As far as how high, my house is a story and a half and the antenna is mounted on the chimney so to the top might only be 20 to 25 feet. As soon as the weather breaks I plan to raise the antenna at least another 5 feet or so. Got a couple 100 watt solar panels to put up there while I have the ladder out. Here is a link that might be interesting if you want to see what channels are available for digital tv in your area. On the left hand side is a change location link where you can enter your zip code.

http://tvlistings.aol.com/listings/oh/indian-spgs/over-the-air/45013

Just tested the link and punched in 90210 for kicks. I think it was Beverly hills or something like that. Man they got lots and lots of local channels.


----------



## hayden (Apr 30, 2012)

I was looking thru my subscribed threads for an alcohol stove thread from a couple years ago, couldn't find it but I did find this do it yourself digital tv antenna that Survival mentioned recently. Might be useful for some of our newer members who want to cut the cable tv bill.


----------



## Makwa (Dec 19, 2014)

Good topic OP. Like rice paddy daddy we got fed up with the ridiculous rates for satellite tv. We found out that two of the channels we watched the most (because most of the channels on the basic satellite package are just crap and repetitive stations) are available on digital tv via antenna. Up here there are not a lot of stations to pick up and our closest is around 90 miles, but we are picking them up with just a chunk of coax cable with the end stripped.

Our internet is via broadband, so we do a lot of streaming........... so that combined with the channels via digital tv stations is what we do now and we sure don't miss the satellite company. They are just a bunch of bandits.


----------



## Salt-N-Pepper (Aug 18, 2014)

Did away with TV years ago, haven't missed it even in the slightest.


----------



## Mad Trapper (Feb 12, 2014)

Great reference!!! It comes in handy as a friend has been wanting to get broadcast TV and he needs an antenna.

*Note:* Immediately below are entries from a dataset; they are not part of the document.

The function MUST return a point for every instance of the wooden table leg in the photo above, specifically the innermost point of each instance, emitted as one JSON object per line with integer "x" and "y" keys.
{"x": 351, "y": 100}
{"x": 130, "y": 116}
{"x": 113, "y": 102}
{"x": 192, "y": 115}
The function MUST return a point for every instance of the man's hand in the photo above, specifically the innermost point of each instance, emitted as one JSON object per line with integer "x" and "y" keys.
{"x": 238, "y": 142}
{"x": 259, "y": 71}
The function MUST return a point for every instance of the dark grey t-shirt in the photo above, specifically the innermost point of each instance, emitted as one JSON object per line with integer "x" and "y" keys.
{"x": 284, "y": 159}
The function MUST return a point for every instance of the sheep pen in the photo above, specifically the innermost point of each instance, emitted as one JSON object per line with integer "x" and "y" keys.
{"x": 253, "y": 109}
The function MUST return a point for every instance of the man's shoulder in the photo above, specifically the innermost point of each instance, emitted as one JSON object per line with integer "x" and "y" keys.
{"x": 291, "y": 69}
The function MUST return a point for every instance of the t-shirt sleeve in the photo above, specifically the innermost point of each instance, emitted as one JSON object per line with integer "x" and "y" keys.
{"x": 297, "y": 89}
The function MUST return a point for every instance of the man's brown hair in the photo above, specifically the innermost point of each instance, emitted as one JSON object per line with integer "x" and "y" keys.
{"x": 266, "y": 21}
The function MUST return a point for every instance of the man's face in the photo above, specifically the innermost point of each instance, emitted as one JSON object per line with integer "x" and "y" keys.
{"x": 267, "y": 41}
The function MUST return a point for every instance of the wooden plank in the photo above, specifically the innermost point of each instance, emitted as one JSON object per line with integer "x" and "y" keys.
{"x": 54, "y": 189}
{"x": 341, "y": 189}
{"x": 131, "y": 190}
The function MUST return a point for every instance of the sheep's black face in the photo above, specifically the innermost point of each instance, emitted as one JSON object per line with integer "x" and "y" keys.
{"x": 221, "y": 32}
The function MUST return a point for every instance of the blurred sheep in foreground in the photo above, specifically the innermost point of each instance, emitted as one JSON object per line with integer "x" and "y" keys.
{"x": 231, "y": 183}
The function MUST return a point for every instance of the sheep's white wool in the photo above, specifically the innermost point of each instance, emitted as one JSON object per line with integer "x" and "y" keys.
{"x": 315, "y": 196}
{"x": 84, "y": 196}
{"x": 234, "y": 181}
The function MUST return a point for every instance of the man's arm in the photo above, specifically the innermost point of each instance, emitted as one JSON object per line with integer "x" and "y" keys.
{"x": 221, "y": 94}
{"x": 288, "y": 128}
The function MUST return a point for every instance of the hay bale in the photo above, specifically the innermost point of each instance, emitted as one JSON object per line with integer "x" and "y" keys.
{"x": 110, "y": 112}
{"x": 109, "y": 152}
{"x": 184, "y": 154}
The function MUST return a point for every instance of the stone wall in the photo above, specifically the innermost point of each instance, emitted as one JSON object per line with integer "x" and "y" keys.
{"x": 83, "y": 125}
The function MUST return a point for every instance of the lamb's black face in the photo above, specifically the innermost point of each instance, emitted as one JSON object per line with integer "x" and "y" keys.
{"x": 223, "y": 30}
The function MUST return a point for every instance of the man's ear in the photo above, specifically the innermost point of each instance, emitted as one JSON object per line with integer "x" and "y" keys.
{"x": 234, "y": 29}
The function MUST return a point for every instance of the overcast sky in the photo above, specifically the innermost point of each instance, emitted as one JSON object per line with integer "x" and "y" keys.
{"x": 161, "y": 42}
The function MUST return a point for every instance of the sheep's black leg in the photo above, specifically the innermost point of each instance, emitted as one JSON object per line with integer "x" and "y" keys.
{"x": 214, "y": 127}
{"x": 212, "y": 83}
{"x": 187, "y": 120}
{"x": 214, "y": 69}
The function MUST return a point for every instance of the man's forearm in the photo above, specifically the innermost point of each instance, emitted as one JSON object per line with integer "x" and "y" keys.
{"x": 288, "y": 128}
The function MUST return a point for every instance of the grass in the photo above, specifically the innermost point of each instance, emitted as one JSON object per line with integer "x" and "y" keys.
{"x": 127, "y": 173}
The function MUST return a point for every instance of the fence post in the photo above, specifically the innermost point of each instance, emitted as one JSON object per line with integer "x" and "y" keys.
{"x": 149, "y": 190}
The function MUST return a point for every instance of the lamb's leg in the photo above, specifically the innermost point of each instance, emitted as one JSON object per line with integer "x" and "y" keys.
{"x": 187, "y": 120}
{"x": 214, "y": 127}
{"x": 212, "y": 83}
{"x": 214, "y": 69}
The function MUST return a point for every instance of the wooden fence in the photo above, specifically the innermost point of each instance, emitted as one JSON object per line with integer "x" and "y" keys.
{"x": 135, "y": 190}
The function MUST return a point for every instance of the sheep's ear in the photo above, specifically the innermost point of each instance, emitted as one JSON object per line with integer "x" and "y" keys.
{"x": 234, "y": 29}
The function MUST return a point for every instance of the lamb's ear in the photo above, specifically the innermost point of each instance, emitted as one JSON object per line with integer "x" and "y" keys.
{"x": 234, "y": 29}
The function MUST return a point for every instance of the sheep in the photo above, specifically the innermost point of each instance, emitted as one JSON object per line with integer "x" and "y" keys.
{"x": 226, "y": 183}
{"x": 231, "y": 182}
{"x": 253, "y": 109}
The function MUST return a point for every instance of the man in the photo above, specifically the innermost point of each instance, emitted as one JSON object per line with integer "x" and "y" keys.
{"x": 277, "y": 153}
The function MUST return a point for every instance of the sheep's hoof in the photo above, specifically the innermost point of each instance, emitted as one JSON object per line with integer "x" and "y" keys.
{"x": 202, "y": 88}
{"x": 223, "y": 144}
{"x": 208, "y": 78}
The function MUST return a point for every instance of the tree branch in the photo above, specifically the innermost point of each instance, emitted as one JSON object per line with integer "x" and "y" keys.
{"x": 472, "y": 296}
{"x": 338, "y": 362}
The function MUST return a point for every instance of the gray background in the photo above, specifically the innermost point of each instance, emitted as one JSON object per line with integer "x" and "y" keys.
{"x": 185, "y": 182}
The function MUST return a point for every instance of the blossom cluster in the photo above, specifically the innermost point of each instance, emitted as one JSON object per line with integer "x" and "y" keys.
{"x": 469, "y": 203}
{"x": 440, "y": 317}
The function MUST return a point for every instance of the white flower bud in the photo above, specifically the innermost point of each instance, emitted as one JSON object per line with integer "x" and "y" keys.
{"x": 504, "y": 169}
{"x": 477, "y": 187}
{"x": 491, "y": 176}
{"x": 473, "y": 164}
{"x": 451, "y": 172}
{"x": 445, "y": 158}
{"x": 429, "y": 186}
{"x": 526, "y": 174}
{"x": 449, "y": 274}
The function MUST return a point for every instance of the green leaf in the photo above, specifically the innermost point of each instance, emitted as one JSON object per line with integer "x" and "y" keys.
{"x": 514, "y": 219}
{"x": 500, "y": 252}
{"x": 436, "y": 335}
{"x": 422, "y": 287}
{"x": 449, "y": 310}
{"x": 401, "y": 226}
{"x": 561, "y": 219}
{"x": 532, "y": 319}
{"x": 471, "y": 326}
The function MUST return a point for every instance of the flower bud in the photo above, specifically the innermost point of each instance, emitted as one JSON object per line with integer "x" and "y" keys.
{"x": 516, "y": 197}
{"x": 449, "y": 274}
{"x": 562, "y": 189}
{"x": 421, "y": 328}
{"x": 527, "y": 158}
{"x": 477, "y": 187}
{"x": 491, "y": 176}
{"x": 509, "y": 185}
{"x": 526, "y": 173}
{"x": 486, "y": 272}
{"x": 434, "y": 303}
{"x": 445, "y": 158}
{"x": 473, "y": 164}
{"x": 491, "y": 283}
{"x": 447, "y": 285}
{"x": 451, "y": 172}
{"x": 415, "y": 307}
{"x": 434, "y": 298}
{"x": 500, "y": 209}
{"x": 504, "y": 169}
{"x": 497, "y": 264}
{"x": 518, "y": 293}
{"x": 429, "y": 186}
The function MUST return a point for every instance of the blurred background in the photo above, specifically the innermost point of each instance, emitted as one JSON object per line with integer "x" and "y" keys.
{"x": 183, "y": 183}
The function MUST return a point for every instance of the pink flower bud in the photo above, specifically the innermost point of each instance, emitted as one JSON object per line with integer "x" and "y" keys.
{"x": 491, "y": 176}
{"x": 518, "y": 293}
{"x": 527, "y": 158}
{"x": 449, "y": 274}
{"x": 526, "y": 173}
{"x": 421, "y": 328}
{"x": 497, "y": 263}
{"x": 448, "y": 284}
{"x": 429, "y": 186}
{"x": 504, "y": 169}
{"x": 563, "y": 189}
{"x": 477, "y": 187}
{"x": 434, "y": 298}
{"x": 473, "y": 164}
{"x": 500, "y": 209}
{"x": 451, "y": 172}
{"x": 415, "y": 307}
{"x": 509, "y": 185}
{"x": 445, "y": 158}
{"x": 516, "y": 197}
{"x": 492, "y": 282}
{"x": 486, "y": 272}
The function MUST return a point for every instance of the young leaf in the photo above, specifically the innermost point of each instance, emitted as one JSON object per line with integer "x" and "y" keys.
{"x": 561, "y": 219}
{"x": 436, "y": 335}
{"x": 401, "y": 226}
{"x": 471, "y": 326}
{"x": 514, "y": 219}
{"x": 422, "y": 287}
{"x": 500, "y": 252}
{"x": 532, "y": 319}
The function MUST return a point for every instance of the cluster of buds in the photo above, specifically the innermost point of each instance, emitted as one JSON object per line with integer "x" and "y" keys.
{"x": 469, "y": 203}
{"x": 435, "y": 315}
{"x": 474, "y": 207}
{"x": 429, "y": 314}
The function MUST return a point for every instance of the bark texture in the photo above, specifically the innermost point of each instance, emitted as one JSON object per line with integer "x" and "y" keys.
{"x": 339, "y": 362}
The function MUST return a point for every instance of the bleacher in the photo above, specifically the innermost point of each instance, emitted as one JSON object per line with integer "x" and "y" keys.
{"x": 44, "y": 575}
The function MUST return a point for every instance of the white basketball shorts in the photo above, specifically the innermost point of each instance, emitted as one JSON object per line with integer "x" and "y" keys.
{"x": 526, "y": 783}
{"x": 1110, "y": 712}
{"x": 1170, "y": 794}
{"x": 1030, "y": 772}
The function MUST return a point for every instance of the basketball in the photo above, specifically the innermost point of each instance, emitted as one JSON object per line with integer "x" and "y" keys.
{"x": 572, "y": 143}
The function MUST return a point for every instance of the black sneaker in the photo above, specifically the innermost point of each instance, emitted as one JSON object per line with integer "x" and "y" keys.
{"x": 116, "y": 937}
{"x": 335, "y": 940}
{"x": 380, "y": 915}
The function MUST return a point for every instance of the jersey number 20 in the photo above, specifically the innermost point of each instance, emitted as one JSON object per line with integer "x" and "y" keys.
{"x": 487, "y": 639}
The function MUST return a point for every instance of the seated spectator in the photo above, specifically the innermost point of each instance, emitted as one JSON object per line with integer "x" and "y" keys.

I found one of the huge old roof mount Channelmaster antenna and refurbished it and replaced the signal booster. I'm quite far from any broadcast locations but get many stations.

I would recommend a Channelmaster booster for one of the homemade setups, it makes a huge difference for marginal stations. The power for the booster goes through the coax cable and power supply is inside with an in and out coax connections.


----------



## 1skrewsloose (Jun 3, 2013)

The article states 12 gauge wire, is stranded OK, or does it require solid wire? Looking for something like this. Cable bill is $80 a month and we watch netflix most of the time. Thanks.


----------



## Maine-Marine (Mar 7, 2014)

One of the guys I work with made one... he got 8 channels

this will tell you what you should be able to receive The Digital TV Transition: Reception Maps

I did it at the house and got 4 channels... just by sticking a home made antenna outside the door.

We sell towers to gas and oil companies..and have recently sold a couple to home owners... mostly 50 footers

you can get a tower that has a hinge and will fold over


----------



## hayden (Apr 30, 2012)

1skrewsloose said:


> The article states 12 gauge wire, is stranded OK, or does it require solid wire? Looking for something like this. Cable bill is $80 a month and we watch netflix most of the time. Thanks.


I don't think stranded wire would work. Probably too flexible to hold it's shape. Some of the ones I've seen are made from metal wire coat hangers. Some of them have a rectangular grid behind them to act as a reflector making them somewhat directional. As I mentioned in the OP I'm in the middle of Dayton and Cincinnati so no reflector on mine.


----------